Figure 7a shows the results for the enthalpy of \({\text {Fe}}_{\mathrm{BCC}}\) and \({\text {Fe}}_{\mathrm{LIQ}}\) near the transition \({\text {Fe}}_{\mathrm{BCC}}\rightarrow {\text {Fe}}_{\mathrm{LIQ}}\) at \(1808.9\text { K}\) together with the results from the FactSage 7.0 FactPS database (Bale et al. 2016). The relative differences between \(H_\mathrm{N}\) and the measurement data for \({\text {Fe}}_{\mathrm{BCC}}\) and \({\text {Fe}}\) are shown in Fig. 7b. The approximation for \({\text {Fe}}_{\mathrm{LIQ}}\) above the melting temperature lies in good agreement with the available measurement values and is almost identical to the approximation from the FactPS database (Bale et al. 2016). In the metastable temperature regimes, for \({\text {Fe}}_{\mathrm{LIQ}}\) above and for \({\text {Fe}}_{\mathrm{BCC}}\) below the melting temperature, the neural network approximation predicts slightly lower values for C as the approximation from Bale et al. (2016).

3.2.4 Gaseous phase

The approximation of the gaseous phase is based on the NIST JANAF thermochemical tables (Chase 1998). This means the basis for the approximation of the thermodynamic functions does not consist of measurement values as for the other phases of iron but on already optimized values. Nevertheless, and for the sake of completeness, the gaseous phase is still incorporated in the proposed results.

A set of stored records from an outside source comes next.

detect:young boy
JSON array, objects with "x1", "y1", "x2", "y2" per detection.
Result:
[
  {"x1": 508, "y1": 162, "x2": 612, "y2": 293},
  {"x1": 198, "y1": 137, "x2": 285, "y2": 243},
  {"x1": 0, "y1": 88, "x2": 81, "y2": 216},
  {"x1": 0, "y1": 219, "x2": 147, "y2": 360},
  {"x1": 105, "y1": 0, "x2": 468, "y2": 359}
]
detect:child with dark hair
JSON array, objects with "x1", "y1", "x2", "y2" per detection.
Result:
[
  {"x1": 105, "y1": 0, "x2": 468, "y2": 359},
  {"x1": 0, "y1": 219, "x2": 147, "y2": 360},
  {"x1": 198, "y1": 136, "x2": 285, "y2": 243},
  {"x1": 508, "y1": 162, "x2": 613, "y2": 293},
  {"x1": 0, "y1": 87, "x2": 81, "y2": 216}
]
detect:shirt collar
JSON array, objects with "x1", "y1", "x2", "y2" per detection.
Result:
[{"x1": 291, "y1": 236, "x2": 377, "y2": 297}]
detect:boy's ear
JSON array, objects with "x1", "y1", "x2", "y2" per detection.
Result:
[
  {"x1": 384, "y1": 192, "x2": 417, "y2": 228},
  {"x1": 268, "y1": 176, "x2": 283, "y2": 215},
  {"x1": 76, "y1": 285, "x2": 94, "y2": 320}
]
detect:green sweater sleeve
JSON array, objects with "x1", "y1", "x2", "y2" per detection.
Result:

A important aspect of the approximation of the gaseous phase is that the NIST JANAF thermochemical tables provide values for G, H, S and C. Figure 8a–d shows the approximated thermodynamic functions of gaseous iron. The results for the gaseous phase show that every available thermodynamic quantities can be used for the approximation of the thermodynamic functions

3.2.5 Further remarks

For the optimization of the neural network model values for H, C and S were used. Values for G were used indirectly to approximate transition temperatures. This demonstrates the models ability to use any of these quantities for the approximation of thermodynamic functions, which is clearly an advantage over the polynomial-based models. Figure 8a–d shows the curves of G, H, S and C for the whole considered temperature range and for all of the different phases of iron. The dashed lines indicate the metastable regimes of respective phase. Table 1 lists the calculated transition temperatures of iron for the different phase transitions together with available literature data. The calculated values from this work lie in good agreement with the literature data. Additionally Table 2 lists the enthalpies of transformation for the different phase transformations of iron. The calculated values from this work are in good agreement with the data from the literature. It is worth to mention that these values are also part of the training data and are learned by the network during the optimization phase. Nevertheless, these values show clearly that the proposed method can be used for the approximation of the thermodynamic functions of unary systems and the obtained results are self-consistent.

4 Summary and outlook

This work presents a new model for the approximation of thermodynamic functions of unary systems based on artificial neural networks. For iron as a complex example the different thermodynamic functions were successfully approximated. The comparison with literature data and already existing approximations of the thermodynamic functions of pure iron shows the suitability of the proposed method. The proposed method solves the underlying optimization problem with a minimum user input and almost automatically. One major disadvantage of the proposed method is the black-box character of ANNs. As a consequence the ability of the network to deliver correct values can only be verified through trial and error and not by investigating the optimized network itself. The extension of the proposed method on material systems with more than one constituents and the investigation in how far the beneficial properties of the proposed method can be extended are the main questions for further investigations (Fig. 9).